Late yesterday morning, I elaborated upon the somewhat far-fetched possibility that right-handers Dustin Nippert and Brandon McCarthy could both legitimize their respective candidacies for the coveted No. 5 spot in the Texas Rangers' starting rotation with strong individual performances in Tuesday's day-night doubleheader.
Neither hurler yielded so much as a single inch of ground in the now-developing battle for that spot (southpaw Derek Holland is apparently not under consideration for rotation removal at this time, though he'll certainly pitch his way into the conversation if his ineffectiveness persists much longer), but it was McCarthy's narrative, lengthened by his present-year injury struggles and subsequent mechanical alterations, that proved infinitely more compelling as the Rangers rolled to a much-needed doubleheader sweep.
Boasting a streamlined delivery and rejuvenated confidence, McCarthy logged 6.1 impressive frames of one-run baseball against a Blue Jays lineup that had plated 18 runs just 24 hours earlier, yielding just three hits and two walks during the course of his 95-pitch effort by virtue of his patent ability to get ahead -- and stay ahead -- in the never-ending war between balls and strikes:
[Direct link available here.]
In light of the fact that Trip Somers -- the ever-industrious author of TexasLeaguers.com and co-author of Baseball Time in Arlington -- played a role in the retooling of McCarthy's mechanics to such a degree that McCarthy personally cited Trip as an influencing factor, I could think of no readily accessible person better qualified to discuss the changes in McCarthy's pitching mechanics than Trip, who was kind enough to dispense some must-read thoughts on where McCarthy is right now and where he's headed going forward:
Brandon McCarthy's new mechanics made their major league debut in the second half of yesterday's double header against the Blue Jays. The big shock to some people will be that his new mechanics didn't look all that different from his previous mechanics. The naked eye, though, hides a lot of what is actually happening. The television broadcast showed a great side-by-side synced video of his old and new mechanics. When they slowed it down, some pretty important differences showed up. The biggest visual difference was seen in his glove arm the effect it had on his timing.
McCarthy's glove arm is now a far more active part of his delivery. He uses it to keep his shoulders closed deeper into his delivery, and he uses it to gain some rotational leverage as his shoulders finally do rotate. Before, his glove arm swung his shoulders open early and then played dead. The health benefit, in short, is that better shoulder rotation promotes a healthier arm position through release and during the follow-through.
Another important change is in how McCarthy picks up the baseball. His old way was a very vertical pick-up that featured an inverted arm position -- the inverted 'W'. Now, McCarthy swings his arm down, back, and up.
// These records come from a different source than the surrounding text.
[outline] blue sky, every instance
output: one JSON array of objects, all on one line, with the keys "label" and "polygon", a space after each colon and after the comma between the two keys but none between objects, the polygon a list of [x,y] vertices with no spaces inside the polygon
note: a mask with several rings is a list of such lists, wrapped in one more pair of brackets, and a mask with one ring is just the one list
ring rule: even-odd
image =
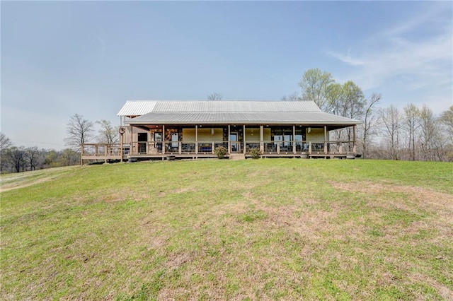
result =
[{"label": "blue sky", "polygon": [[381,106],[453,105],[453,2],[1,1],[1,131],[64,147],[129,100],[273,100],[319,68]]}]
This takes a lot of stress out his pick-up, but if you were watching him closely, you could see that his elbow still gets pretty high and pretty far behind his back. This is something that concerns me in any pitcher's mechanics. McCarthy may not be done making changes, but he's probably at the point where new changes won't be made until the off-season.
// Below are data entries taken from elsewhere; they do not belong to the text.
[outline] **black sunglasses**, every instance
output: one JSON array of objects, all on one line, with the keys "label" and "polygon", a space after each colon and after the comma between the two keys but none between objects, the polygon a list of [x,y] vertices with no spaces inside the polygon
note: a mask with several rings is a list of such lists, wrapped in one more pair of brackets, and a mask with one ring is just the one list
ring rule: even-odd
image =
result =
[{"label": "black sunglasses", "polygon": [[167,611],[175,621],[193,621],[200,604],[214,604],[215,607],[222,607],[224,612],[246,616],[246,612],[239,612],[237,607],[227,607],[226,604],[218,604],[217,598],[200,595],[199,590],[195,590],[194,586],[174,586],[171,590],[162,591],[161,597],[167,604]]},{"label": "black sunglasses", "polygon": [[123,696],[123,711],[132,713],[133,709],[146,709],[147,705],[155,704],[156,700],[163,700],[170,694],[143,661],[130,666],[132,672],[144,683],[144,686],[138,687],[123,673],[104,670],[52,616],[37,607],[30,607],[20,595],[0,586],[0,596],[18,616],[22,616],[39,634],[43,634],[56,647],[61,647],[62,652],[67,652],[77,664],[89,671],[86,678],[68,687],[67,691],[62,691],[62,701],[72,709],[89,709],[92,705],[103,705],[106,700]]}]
McCarthy's timing is going to come and go as he adapts to these new mechanics. His velocity will probably be down for a little while as a result. Another growing pain will probably be random bouts with a loss of command or control. In all, the changes he's made so far have been positive, and you certainly can't argue with the early returns.
Injury Notes: Third baseman Michael Young (strained left hamstring) will undergo an MRI on Wednesday to determine the severity of his ill-timed injury; the Rangers can ill-afford to lose their most productive hitter for a protracted period of time, as his park-adjusted .399 wOBA (the 10th-best mark in the American League) indicates ... Designated hitter Andruw Jones (strained left hamstring) will be re-evaluated later this week after logging several more games of playing time during his current minor league rehab assignment at Double-A Frisco.
Quick Hits: Dustin Nippert, the winner of the doubleheader's first game, attributed his solid six-inning, two-run effort against the Blue Jays to improved command and nothing more ... In an oddly meandering column, the Fort Worth Star-Telegram's Gil LeBreton debates whether the Rangers should employ out-of-this-world right-hander Neftali Feliz as a starter or a reliever going forward; why Texas would pigeonhole Feliz as a late-inning reliever without even permitting him the opportunity to start games is beyond my comprehension, and that's about all I have to say about that.
Left-hander Derek Holland insists that poor command, not fatigue, was to blame for his horrific abbreviated outing against the Blue Jays on Monday evening ... Former Yankees and Athletics outfielder Kevin Thompson, a lifetime .276/.368/.433 hitter in 3,438 minor league plate appearances has signed a minor league contract with the Rangers and been assigned to Triple-A Oklahoma City.